During setup it asks how you want to sign in — an API key, or an OAuth login via hermes setup --portal. It works with the Nous Portal, OpenAI, Anthropic, OpenRouter, and others, so you can reuse an account you already have.

✓ Working when: hermes --version prints a version, and hermes --tui opens its interface.
📘Official docs: hermes-agent.nousresearch.com/docs. Since you run it inside WSL2, the Linux guide applies to that window too.
5

Tailscale

A private network (a "mesh VPN") that connects all your devices to each other securely — your 12 PCs, your Macs, your phone, your NAS — as if they were in the same room, from anywhere in the world.

Why you want it: this is the glue. Once every device is on Tailscale, you can reach any of them — to share one Ollama for the whole house, or to control a PC from your phone (see the iOS and Android guides).

Install
winget install tailscale.tailscale

Or download the installer directly from tailscale.com/download/windows.

Sign in

After install, a Tailscale icon appears in the system tray (bottom-right). Click it → Log in, and sign in with the same account on every device. Use the same login everywhere so they all join one private network.

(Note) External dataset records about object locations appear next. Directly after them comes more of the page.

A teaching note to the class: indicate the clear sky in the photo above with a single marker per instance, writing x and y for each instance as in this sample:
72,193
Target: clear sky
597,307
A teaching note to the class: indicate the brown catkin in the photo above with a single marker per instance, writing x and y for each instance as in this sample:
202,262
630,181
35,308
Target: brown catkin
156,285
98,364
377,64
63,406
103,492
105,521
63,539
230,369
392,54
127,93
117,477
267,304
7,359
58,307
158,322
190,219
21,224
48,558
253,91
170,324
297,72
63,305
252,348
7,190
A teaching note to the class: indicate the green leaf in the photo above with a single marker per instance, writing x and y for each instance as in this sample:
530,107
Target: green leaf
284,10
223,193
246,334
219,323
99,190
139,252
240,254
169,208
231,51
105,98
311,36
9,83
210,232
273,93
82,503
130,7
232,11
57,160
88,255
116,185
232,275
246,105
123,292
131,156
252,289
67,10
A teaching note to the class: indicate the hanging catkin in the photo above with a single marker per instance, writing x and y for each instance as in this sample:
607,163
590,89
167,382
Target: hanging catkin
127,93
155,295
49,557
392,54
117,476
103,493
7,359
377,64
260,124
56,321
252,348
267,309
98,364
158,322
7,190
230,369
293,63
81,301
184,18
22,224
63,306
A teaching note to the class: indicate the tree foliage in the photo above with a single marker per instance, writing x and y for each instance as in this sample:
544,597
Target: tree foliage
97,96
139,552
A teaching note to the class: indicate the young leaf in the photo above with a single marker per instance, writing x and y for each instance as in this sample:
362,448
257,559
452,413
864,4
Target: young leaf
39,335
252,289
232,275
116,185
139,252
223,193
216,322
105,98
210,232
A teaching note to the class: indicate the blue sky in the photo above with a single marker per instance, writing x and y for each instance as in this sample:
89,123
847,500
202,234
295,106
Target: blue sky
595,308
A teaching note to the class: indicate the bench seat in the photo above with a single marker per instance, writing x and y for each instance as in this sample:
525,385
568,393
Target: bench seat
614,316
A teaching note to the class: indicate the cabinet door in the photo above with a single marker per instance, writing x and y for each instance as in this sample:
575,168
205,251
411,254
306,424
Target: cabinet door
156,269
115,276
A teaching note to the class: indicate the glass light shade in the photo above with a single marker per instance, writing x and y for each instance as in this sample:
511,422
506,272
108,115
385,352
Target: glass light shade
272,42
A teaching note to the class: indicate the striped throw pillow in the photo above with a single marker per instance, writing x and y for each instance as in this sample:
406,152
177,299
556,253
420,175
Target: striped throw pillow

✓ Working when: open a terminal and run tailscale status — it lists this machine and any others already signed in, each with a 100.x.y.z address.
💡Naming tip: in the Tailscale admin console you can rename each machine so your fleet is easy to tell apart (e.g. cc-office-pc, hs-mac-mini).
6

Ollama

Runs AI models on your own PC instead of the cloud — free, private, and works offline. Good for chat, summarizing, and coding help without a subscription.

Why you want it: no per-use cost, nothing leaves your machine, and combined with Tailscale (Step 5) one beefy PC can serve models to your phone and every other device.

Install
winget install Ollama.Ollama

Or download from ollama.com/download/windows.

Download and run your first model

Open a new terminal and pull a small, capable model:

ollama run llama3.2

The first run downloads the model (a couple of GB), then you can chat right in the terminal. Type /bye to leave.

✓ Working when: after the download, it gives you a >>> prompt and answers a question you type.
Hardware note: bigger models need more memory. A model needs roughly its size in free RAM (a 4 GB model ≈ 8 GB RAM to be comfortable). A graphics card (NVIDIA GPU) makes it much faster but isn't required. Start with llama3.2 and go bigger only if it's smooth.
🌐Share it across the house: to let other Tailscale devices use this PC's Ollama, set it to listen on the network — in PowerShell: setx OLLAMA_HOST "0.0.0.0:11434", then restart Ollama. Other devices reach it at this PC's Tailscale address on port 11434.
You're done

What you have now

This PC can now run three cloud AI agents, sits on your private Tailscale network, and serves local models with Ollama. Repeat steps 2–6 on your other Windows machines — it goes fast once you've done one.